Adding the nonsteroidal mineralocorticoid receptor blocker esaxerenone to renin-angiotensin system inhibitor (RASi) therapy can reduce the urinary albumin-to-creatinine ratio (UACR) in patients with type 2 diabetes and microalbuminuria, according to new study findings published in the Clinical Journal of the American Society of Nephrology.
The existing mineralocorticoid receptor blockers spironolactone and eplerenone can reduce albuminuria, but they increase the risk for hyperkalemia, lead author Sadayoshi Ito, MD, PhD, of Tohoku University in Japan, and colleagues explained. Eplerenone is also contraindicated in type 2 diabetes.

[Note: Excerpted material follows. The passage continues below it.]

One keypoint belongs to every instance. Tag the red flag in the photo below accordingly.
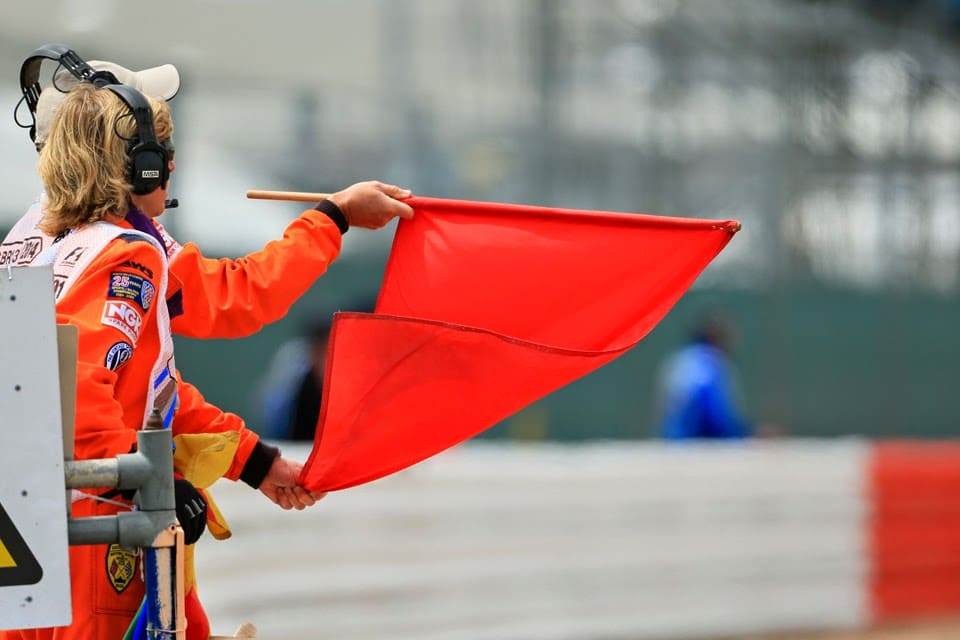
(484, 309)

The phase 2 double-blind trial included 365 hypertensive or normotensive Japanese patients with an estimated glomerular filtration rate of 30 mL/min/1.73 m2 or higher. The investigators randomly assigned patients to receive oral esaxerenone (formerly CS-3150) at dosages of 0.625, 1.25, 2.5, and 5 mg/d or placebo for 12 weeks.
Patients who received the 1.25, 2.5, and 5 mg/d esaxerenone dosages experienced significant 38%, 50%, and 56% reductions in UACR, respectively, compared with placebo recipients (7% reduction). In addition, 21% of the 2.5 and 5 mg/d esaxerenone groups experienced significant UACR remission to less than 30 mg/g compared with just 3% of the placebo group. UACR declined 38% to 56% from baseline with intervention.
Drug-related adverse events and discontinuation rates were similar in the placebo and the 0.625-, 1.25-, and 2.5-mg/d esaxerenone groups, but they occurred more often in the 5 mg/d group. Serum potassium increases were the most common event resulting in discontinuation. The risk for serum potassium elevations increased with higher drug doses: 3%, 7%, 14%, and 21% of the esaxerenone 0.625-, 1.25-, 2.5- and 5 mg/d groups, respectively, compared with 3% of the placebo group. Cases were usually mild and did not require treatment. Hyperkalemia, however, occurred in 10% of the 5 mg/d group, 3% of the other drug groups, and 1% of the placebo group. The maximum serum potassium level was 6.9 mEq/L in an intervention patient receiving 5 mg/d.
“This study showed that esaxerenone as add-on therapy to RASi in Japanese participants for 12 weeks reduced UACR by approximately one half in a dose-dependent manner,” the authors wrote. “This is the first study to clearly demonstrate a dose-response effect of a mineralocorticoid receptor blocker as an add-on therapy to RASi in Japanese patients with type 2 diabetes mellitus.”
This study was funded by the drug manufacturer, Daiichi-Sankyo.
Ito S, Shikata K, Nangaku M, et al. Efficacy and safety of esaxerenone (CS-3150) for the treatment of type 2 diabetes with microalbuminuria: A randomized, double-blind, placebo-controlled, phase II trial. Clin J Am Soc Nephrol. 2019.